I've received and setup my replacement TiVo Roamio Pro. It took calling Charter Cable twice and a truck role along with a lot of instruction from me to get the CableCard reconfigured properly by Charter Tech Support, Charter Support is still incompetent for TiVo support. 

My Roamio Pro is now functioning perfectly once again only needing the TiVo box to be replaced, CableCard itself seems to be in proper working order...


----------



## pshivers (Nov 4, 2013)

Two days after replacing my Roamio Pro, the original problem that is the topic of this thread came back. Black screens, lost recording and the error messages as mentioned before....

Tried to get Charter to fix it but the guy that came out knew nothing about TiVo, had no replacement CableCards and insisted it was "Signal Problem"... 

All he managed to do was remove my POE filter for MoCA and break my MoCA network by separating my in-house coax onto two separate line drops to the pole... MoCA still worked but was very unstable... Grrrrrrrr!


Black screens continued....

So the next day I went to the Charter Store to get a new CableCard on my own, No Dice, they had none in stock and would not be getting any for a few weeks! They offered to schedule a truck roll with a "Tivo" Tech as he might have a CableCard available. Next day the TiVo Tech from Charter shows up, but no CableCards... but at least he doesn't argue with me that it isn't a CableCard problem. He calls around for about 20 minutes and finds someone with the correct card in his truck, 30 minutes later the "New" CableCard is installed and properly paired with my Roamio Pro.

The Roamio Pro has been working for about 24 hours now with no black screens that I have seen or lost recordings.

I just went outside to the Cable Box and reworked the wiring so the POE filter is back in place and my COAX is connected as one system again. No more tuning problems in my other rooms where I have my Tivo Mini's setup...

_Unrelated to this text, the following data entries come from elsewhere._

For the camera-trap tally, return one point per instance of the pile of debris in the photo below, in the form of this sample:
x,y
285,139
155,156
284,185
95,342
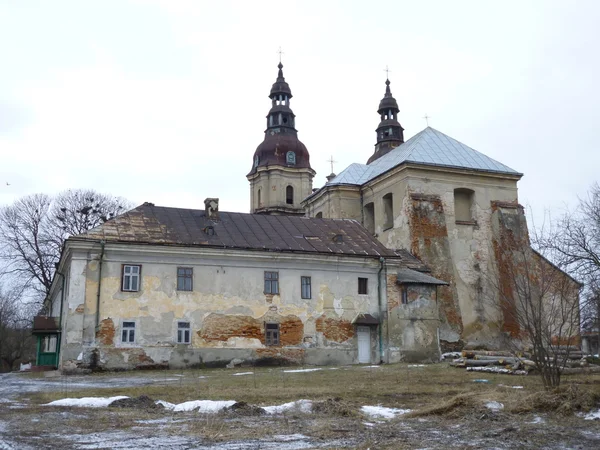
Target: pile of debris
x,y
505,362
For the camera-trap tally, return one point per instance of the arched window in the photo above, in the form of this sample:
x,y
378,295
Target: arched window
x,y
463,205
369,217
388,211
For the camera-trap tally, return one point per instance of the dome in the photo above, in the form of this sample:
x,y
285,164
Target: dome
x,y
274,151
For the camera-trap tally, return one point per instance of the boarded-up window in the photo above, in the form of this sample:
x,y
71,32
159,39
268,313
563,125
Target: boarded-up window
x,y
272,334
388,211
306,287
369,217
271,282
463,205
362,285
185,276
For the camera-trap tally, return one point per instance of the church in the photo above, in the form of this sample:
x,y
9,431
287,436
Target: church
x,y
390,260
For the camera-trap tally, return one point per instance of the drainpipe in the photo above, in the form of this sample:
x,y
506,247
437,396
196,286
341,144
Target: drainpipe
x,y
102,244
379,297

Dealing with Charter can be very frustrating, but at least my system is back in working order again!


----------



## rare (Jan 1, 2015)

I am having the exact same problem. Skip to 30 seconds is also very slow to operate. This seems to start happening after the winter software update. Called TiVo Support and they're replacing the device.

Service provider: Time Warner Cable
Cable card: Scientific Atlantic
Tuning adapter: Cisco


----------